A unique approach to gender and parenting roles uses scientific studies to evaluate the value of the mother as primary caregiver.
The price women pay and the sacrifices they make by assuming (and continuing to assume) the role of primary parent is too high, says Carlsson, who takes a fresh look at male and female gender issues by studying the corresponding dependence women incur when acting as primary parent. Women’s role as the primary caregiver has been questioned before, but here the author takes a deeper look into the issue by asking whether both mother and child might benefit more by stepping out of this construct. Carlsson uses numerous scientific studies to illustrate how, by acting as primary parent, women are hindered in their personal and professional growth. She argues this most forcefully with references to evolution and the comparison of animal behaviors to those of humans. Using numerous case studies, Carlsson evaluates men, their past traditional and more modern roles in childcare and its effect on women, children and the family as a whole.
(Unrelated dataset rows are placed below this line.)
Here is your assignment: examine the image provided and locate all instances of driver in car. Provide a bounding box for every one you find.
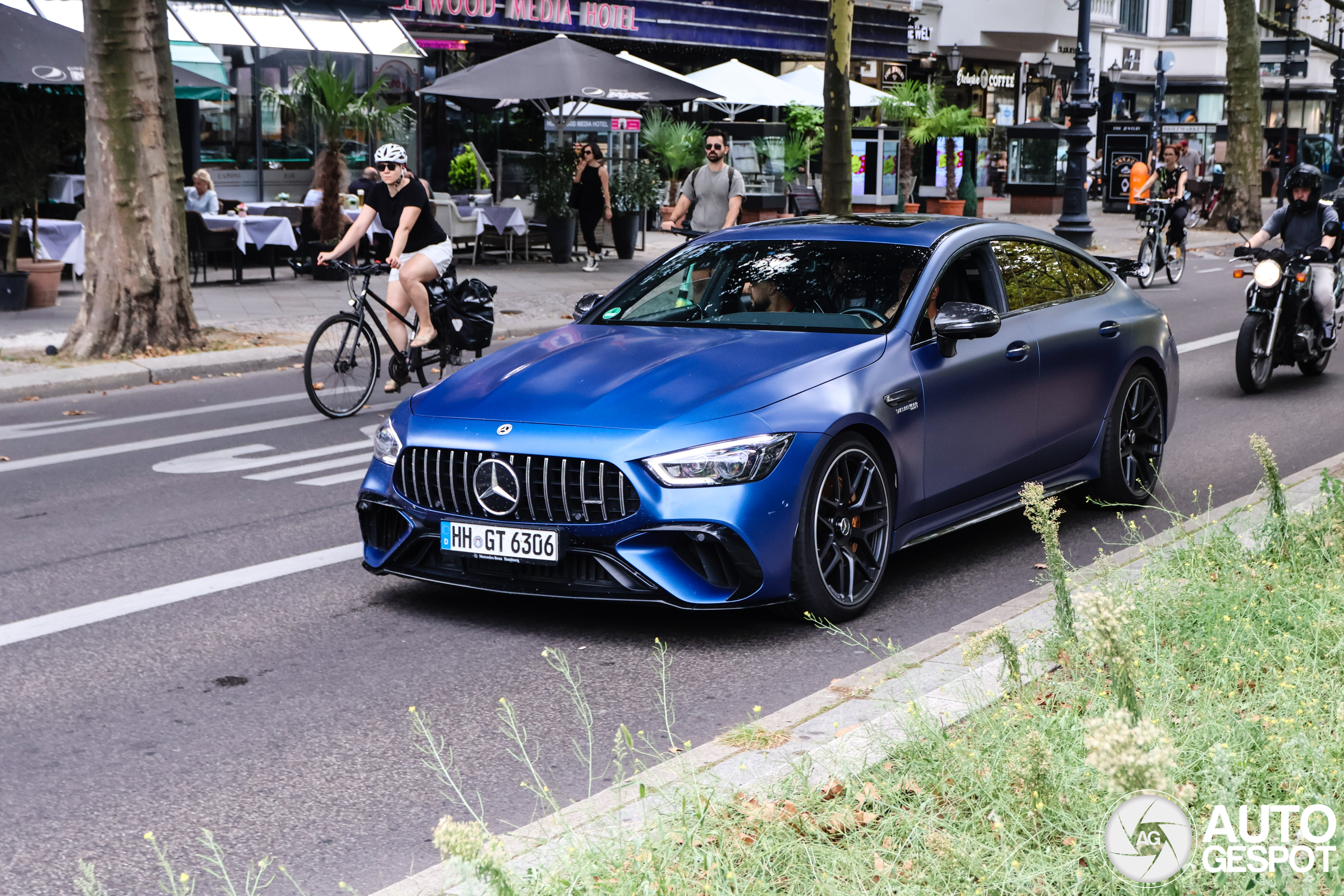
[1233,165,1340,348]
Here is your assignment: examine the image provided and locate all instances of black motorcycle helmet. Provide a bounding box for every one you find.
[1284,164,1321,215]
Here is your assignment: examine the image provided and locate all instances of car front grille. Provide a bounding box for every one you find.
[393,447,640,523]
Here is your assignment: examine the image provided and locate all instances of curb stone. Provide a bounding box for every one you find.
[372,452,1344,896]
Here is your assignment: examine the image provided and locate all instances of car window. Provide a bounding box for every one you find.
[1055,248,1111,298]
[591,239,929,331]
[992,239,1074,313]
[910,247,994,344]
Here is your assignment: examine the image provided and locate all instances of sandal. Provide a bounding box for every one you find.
[411,329,438,348]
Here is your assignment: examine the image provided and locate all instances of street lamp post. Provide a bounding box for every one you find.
[1055,0,1097,248]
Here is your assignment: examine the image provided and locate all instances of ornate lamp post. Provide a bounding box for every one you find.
[1055,0,1097,248]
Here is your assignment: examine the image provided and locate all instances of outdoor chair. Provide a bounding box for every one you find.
[187,211,242,283]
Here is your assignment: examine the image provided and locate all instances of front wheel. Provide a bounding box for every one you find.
[1138,236,1157,289]
[1094,367,1167,505]
[304,314,379,419]
[780,435,892,622]
[1236,314,1274,395]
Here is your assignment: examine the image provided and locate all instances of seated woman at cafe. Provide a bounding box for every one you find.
[185,168,219,215]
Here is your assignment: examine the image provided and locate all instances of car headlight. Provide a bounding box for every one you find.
[640,433,793,489]
[1255,258,1284,289]
[374,418,402,466]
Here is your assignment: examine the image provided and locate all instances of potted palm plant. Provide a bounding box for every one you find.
[610,161,663,258]
[262,58,410,275]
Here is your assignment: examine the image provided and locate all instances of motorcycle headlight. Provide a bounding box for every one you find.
[1255,258,1284,289]
[374,418,402,466]
[640,433,793,489]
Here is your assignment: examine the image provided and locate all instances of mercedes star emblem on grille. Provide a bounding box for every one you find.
[472,458,521,516]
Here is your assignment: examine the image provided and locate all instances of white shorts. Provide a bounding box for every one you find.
[387,242,453,282]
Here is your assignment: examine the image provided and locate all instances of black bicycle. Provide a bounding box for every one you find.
[304,259,463,418]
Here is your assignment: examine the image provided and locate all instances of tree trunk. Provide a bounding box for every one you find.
[65,0,203,357]
[1210,0,1265,234]
[821,0,854,215]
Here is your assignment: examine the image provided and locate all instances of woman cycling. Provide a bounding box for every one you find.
[1140,144,1190,259]
[317,144,453,392]
[574,144,612,271]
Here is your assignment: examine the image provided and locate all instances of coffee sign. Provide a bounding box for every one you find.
[957,67,1017,90]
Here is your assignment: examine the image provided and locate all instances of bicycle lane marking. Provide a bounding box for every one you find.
[0,541,364,646]
[0,402,401,473]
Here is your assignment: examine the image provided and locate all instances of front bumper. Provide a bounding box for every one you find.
[358,422,823,607]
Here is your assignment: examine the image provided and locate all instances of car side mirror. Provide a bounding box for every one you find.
[574,293,602,322]
[933,302,1003,357]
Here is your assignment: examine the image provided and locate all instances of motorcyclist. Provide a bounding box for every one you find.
[1234,164,1340,348]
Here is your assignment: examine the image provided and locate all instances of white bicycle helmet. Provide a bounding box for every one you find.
[374,144,407,165]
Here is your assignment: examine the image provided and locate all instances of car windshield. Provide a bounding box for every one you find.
[593,239,929,331]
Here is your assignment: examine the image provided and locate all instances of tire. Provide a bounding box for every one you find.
[304,314,379,419]
[1167,239,1185,285]
[1093,367,1167,505]
[775,435,892,622]
[1236,314,1274,395]
[1138,236,1157,289]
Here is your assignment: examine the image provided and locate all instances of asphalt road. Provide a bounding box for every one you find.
[0,258,1344,894]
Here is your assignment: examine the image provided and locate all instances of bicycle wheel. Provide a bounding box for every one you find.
[1167,239,1185,283]
[304,314,379,418]
[1138,236,1157,289]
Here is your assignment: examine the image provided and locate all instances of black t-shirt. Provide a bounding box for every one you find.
[364,177,447,252]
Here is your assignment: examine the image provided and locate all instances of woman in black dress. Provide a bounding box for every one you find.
[574,144,612,271]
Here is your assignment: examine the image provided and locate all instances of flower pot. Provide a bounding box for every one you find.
[0,271,28,312]
[607,211,640,258]
[19,258,66,308]
[545,215,578,265]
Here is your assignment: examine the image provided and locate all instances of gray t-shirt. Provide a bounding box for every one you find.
[681,165,746,234]
[1265,206,1340,254]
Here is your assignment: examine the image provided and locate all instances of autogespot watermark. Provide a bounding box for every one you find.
[1102,791,1336,887]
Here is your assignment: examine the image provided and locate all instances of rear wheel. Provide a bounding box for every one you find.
[1094,367,1167,504]
[304,314,379,418]
[1236,314,1274,395]
[780,437,891,622]
[1138,236,1157,289]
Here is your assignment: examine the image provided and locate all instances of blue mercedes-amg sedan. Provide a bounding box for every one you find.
[358,215,1178,619]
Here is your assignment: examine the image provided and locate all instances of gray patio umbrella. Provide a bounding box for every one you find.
[419,34,720,142]
[0,5,230,97]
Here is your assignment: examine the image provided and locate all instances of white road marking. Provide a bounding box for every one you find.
[1176,331,1239,355]
[0,402,401,473]
[0,541,364,646]
[243,451,374,485]
[298,469,368,485]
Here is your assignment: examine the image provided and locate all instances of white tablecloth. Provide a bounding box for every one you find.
[202,217,298,252]
[47,175,85,203]
[0,218,83,277]
[476,206,527,236]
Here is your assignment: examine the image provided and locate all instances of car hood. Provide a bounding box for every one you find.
[411,324,886,430]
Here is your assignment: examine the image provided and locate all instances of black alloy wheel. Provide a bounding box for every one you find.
[1236,314,1274,395]
[304,314,379,419]
[781,435,892,622]
[1094,367,1167,505]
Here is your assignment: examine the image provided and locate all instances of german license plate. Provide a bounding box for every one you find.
[438,520,561,563]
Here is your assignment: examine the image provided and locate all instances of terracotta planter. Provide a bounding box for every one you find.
[19,258,66,308]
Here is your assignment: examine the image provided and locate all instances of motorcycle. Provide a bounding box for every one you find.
[1227,216,1341,395]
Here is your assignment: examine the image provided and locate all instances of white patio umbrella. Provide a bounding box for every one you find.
[686,59,814,121]
[780,66,887,108]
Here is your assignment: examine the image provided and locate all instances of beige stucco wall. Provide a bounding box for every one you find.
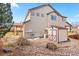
[24,6,67,37]
[59,29,67,42]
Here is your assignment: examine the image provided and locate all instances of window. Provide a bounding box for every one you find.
[37,13,40,16]
[32,12,35,16]
[41,14,44,17]
[51,16,56,20]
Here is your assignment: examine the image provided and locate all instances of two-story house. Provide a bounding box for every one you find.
[23,4,67,42]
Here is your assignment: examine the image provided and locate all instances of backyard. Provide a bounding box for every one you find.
[0,33,79,56]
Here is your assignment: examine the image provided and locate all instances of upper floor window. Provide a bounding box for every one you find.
[32,12,35,16]
[41,14,44,17]
[37,13,40,16]
[51,16,56,20]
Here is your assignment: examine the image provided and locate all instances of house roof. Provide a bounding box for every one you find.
[66,21,72,26]
[29,4,67,18]
[24,4,67,22]
[51,25,67,29]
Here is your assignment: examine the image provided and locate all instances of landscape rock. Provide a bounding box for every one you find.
[46,43,57,51]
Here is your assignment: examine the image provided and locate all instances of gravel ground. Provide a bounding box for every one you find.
[1,39,79,56]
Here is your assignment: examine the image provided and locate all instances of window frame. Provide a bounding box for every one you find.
[51,15,57,21]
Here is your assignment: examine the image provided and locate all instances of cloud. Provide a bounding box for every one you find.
[75,14,79,17]
[11,3,19,8]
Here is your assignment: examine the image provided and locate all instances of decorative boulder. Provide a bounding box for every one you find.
[0,40,3,48]
[17,37,30,46]
[46,43,57,51]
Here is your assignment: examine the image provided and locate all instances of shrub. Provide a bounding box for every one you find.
[17,37,30,46]
[46,43,57,51]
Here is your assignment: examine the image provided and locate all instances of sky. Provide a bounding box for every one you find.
[11,3,79,24]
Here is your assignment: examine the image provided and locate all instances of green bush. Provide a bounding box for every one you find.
[17,37,30,46]
[46,43,57,51]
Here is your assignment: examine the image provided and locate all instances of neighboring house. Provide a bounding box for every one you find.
[23,4,67,42]
[65,21,73,32]
[10,23,23,35]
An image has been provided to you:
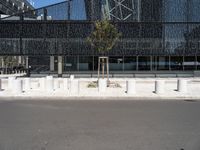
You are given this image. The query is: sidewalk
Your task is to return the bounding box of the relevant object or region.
[0,78,200,100]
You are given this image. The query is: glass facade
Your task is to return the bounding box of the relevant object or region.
[0,0,200,72]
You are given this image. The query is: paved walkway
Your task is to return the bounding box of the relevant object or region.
[0,78,200,100]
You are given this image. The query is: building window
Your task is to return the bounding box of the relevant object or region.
[170,56,183,70]
[124,56,137,71]
[183,56,196,70]
[138,56,151,70]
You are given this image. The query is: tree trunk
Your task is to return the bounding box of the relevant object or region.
[102,59,105,79]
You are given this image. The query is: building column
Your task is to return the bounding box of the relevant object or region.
[50,56,55,71]
[58,56,63,77]
[25,56,29,69]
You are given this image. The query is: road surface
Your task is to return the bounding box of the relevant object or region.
[0,100,200,150]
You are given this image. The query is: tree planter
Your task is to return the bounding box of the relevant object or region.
[155,80,165,94]
[98,79,107,93]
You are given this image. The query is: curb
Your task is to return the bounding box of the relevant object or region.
[0,96,200,101]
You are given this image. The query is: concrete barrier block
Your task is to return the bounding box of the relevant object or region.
[45,76,54,92]
[155,80,165,94]
[23,78,31,92]
[63,78,69,90]
[126,79,136,94]
[177,79,188,93]
[12,79,22,94]
[70,79,79,94]
[8,77,16,90]
[98,79,107,92]
[39,78,46,91]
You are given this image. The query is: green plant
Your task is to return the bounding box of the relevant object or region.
[88,20,121,53]
[87,20,121,78]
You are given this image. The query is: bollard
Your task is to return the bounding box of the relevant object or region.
[54,78,60,90]
[155,80,165,94]
[58,78,64,90]
[8,77,16,90]
[70,79,79,94]
[70,75,74,80]
[63,78,69,90]
[23,78,31,92]
[45,76,54,92]
[98,79,107,92]
[39,78,45,91]
[0,79,2,91]
[12,79,22,94]
[177,79,187,93]
[126,79,136,94]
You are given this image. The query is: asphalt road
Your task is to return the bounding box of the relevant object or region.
[0,101,200,150]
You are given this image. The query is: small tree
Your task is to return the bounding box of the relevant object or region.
[88,20,121,81]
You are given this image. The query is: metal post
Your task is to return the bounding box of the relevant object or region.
[169,56,171,71]
[106,57,109,84]
[26,56,29,69]
[137,0,140,22]
[182,56,185,71]
[67,0,71,20]
[43,8,47,21]
[195,55,198,70]
[50,56,55,71]
[150,56,153,71]
[136,56,139,71]
[98,57,101,80]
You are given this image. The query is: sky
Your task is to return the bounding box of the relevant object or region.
[32,0,65,8]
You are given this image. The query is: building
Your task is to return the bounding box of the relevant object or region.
[0,0,200,76]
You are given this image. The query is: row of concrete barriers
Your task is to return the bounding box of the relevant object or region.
[0,75,187,95]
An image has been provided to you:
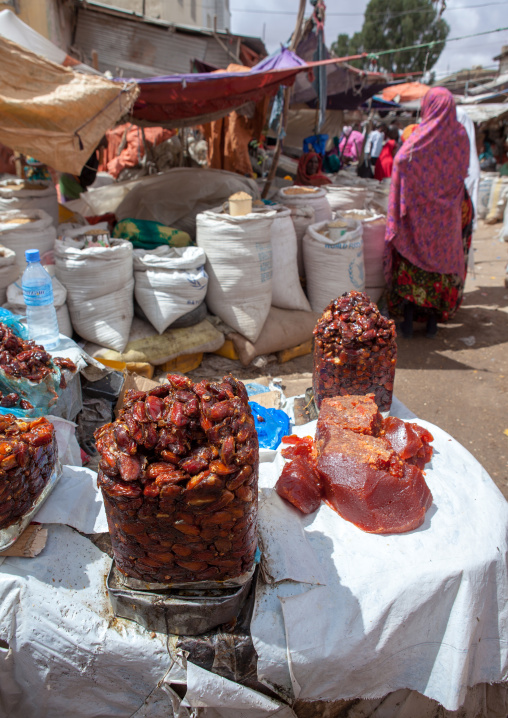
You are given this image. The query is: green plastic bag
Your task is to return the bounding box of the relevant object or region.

One question she addresses is whether men and women think differently or are simply trained differently. Although the author maintains that the debate over nature vs. nurture remains open, she uses numerous resources to argue that child, mother and family as a whole are hurt by gender-based parenting roles. Animal behaviors, and the subsequent evolutionary roles women have assumed, are the core of the discussion here against women as primary parent. As long as they are so, Carlsson says, they remain dependent on the male benefactor. With the dissolution of the primary-vs.-secondary standard, evolution will continue and thus eliminate this gender-based infraction against women’s independence and growth.
Intriguing and fact-filled study of the history and future of parenting.